You want a real set of trailers? Tell a story. I’m serious here. Let me just pop one out real quick. Again: you can have this.
Tell the story of just another undead. She passes tombs of heroes – so great and tall she could never hope to equal them. She passes bones of great monsters, slashes and impaled and crushed with the might our undead strains to comprehend. Compared to these tremendous heroes and monsters, she is nothing. Then establish the scene. She is all alone in a dying world. It’s dark, oppressive and cruel, but also has breathtaking landscapes. She finds just a few ill-fated friends willing to help. They fail. She continues. She fights terrible monsters and eventually succumbs to their attacks. She wakes up at the bonfire, frightened and her armor clanking. She’s exhausted. The bonfires embers are fading, floating into the dark sky above. Then she sees the ghost of one of her friends, and she gets up and picks up her sword. The bonfire glows red again. Camera zooms in. Then the fire flickers, you hear her armor clank, and the fire wavers. Fade to black. Logo. Directed by Hidetaka Miyazaki. Coming to PC, PS4 and XBOX One [Fall 2016/Winter 2017].
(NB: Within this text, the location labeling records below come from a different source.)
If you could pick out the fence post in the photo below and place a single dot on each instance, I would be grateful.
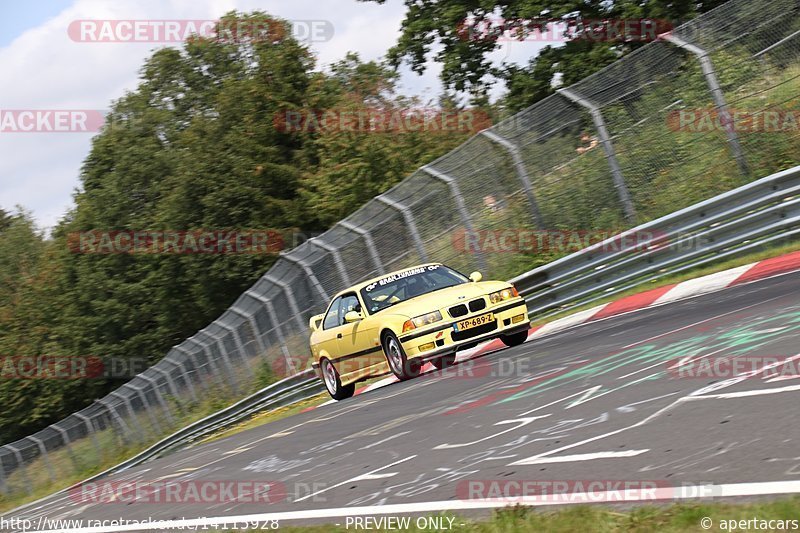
(337, 258)
(716, 95)
(3, 485)
(67, 443)
(371, 249)
(226, 360)
(251, 319)
(90, 430)
(412, 225)
(310, 273)
(455, 191)
(147, 407)
(22, 466)
(273, 316)
(43, 452)
(123, 427)
(170, 384)
(290, 298)
(611, 156)
(239, 344)
(154, 384)
(185, 375)
(193, 358)
(522, 174)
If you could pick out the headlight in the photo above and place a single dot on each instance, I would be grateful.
(505, 294)
(422, 320)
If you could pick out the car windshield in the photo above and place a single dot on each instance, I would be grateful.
(408, 284)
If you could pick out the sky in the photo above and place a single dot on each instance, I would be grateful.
(45, 68)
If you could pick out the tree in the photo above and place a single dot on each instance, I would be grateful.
(454, 28)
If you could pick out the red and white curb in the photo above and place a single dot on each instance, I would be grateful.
(661, 295)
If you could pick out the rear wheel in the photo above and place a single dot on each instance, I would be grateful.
(515, 339)
(444, 361)
(332, 382)
(401, 367)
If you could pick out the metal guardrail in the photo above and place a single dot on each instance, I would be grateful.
(279, 394)
(731, 224)
(601, 153)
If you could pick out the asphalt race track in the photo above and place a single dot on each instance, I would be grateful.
(603, 401)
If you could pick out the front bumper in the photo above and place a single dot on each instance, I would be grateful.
(442, 339)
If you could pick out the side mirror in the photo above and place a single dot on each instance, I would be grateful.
(352, 316)
(315, 322)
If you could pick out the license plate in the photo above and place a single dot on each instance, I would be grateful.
(474, 322)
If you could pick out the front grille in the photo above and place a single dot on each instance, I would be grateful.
(477, 305)
(474, 332)
(458, 310)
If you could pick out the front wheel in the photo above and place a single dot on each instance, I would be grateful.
(332, 382)
(515, 339)
(444, 361)
(401, 367)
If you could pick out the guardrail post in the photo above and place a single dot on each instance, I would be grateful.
(239, 344)
(160, 397)
(43, 452)
(22, 466)
(371, 249)
(273, 316)
(717, 96)
(522, 174)
(307, 269)
(412, 225)
(611, 156)
(290, 298)
(185, 375)
(455, 191)
(337, 258)
(195, 363)
(90, 431)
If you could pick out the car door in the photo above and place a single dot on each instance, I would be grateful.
(354, 339)
(327, 343)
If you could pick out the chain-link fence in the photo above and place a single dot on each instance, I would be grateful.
(628, 144)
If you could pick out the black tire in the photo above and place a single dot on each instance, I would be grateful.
(399, 364)
(444, 361)
(515, 339)
(330, 376)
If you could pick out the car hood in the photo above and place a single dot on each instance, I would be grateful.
(444, 298)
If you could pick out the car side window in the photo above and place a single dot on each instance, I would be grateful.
(349, 303)
(332, 318)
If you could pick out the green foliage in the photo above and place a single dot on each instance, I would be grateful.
(445, 24)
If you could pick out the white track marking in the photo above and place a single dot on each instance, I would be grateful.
(578, 457)
(710, 283)
(384, 440)
(714, 491)
(521, 422)
(368, 475)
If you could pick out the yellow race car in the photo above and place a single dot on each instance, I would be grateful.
(400, 320)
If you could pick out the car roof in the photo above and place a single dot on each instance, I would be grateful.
(357, 287)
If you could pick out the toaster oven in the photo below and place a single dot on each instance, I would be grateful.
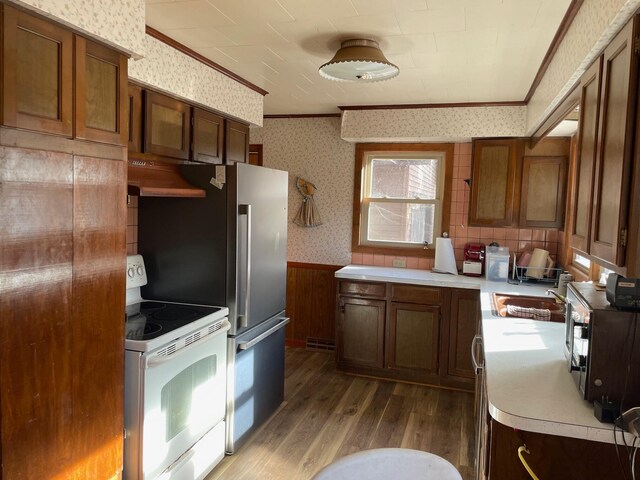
(599, 344)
That’s how you do a cinematic trailer. We communicated a sense of hopelessness, loneliness, exploration, cooperation and frustration all in one simple trailer. Players know what to expect, fans get hyped, everyone’s happy. How many bosses did we spoil? 0.
If we really will see a Dark Souls 3 trailer at E3, which I’m still suspicious of, then you’re probably aiming for a Fall 2016/Winter 2017 release. I know this because Bandai Namco gave themselves about 15 months from the first Dark Souls II trailer to its release – 15 months from this June is September 2016. Also, fall and winter fit best with Souls games. I don’t think a 15-month marketing timeline is ideal, but whatever. No matter what you do, make sure you give out more information within 2 months (ideally 1 month) after the first trailer. Hype has a half-life. Release a trailer out into the wild without any followup and you’ll find fans are going to lose interest and barely remember by the time you get around to revealing more information.
After you’ve presented the E3 trailer, release a followup trailer with in-engine combat along with more coverage of the gameplay with game industry news people who are good at talking about the things you can’t communicate in trailers. Maybe we bring out 1 boss and a few enemies for this one. The knightess from the cinematic trailer should be the subject. No more than 90 seconds.
At this point you start doing more interviews and press releases, because fans will be well-informed enough to have educated opinions and good questions.
Then a story trailer. Who is this knightess? Where did she come from? What is the world like now? Are any story elements from Dark Souls or Dark Souls II still in place (please say no)? Use dialogue and visual cues to communicate. You get 1 more boss reveal; better make it important to the story. It doesn’t need to be as long.
Answer questions. Give an in-depth interview/preview with someone who didn’t fully endorse Dark Souls II (Edge may not be the best choice). Why? All fans loved Dark Souls, but some fans weren’t impressed with Dark Souls II – and became jaded with the media that praised it. Also, make sure you’re answering the questions fans are asking. Give the Souls Youtubers something to do.
Then the final long-form trailer combining all the info released thus far. You can go all in here. 3 or 4 new rank-and-file enemies, maybe 2 more bosses we haven’t seen yet. Do it big. Release this one a couple of weeks before the game.
There you go. Your guide for marketing Dark Souls 3 with 4 trailers. What do you think, readers?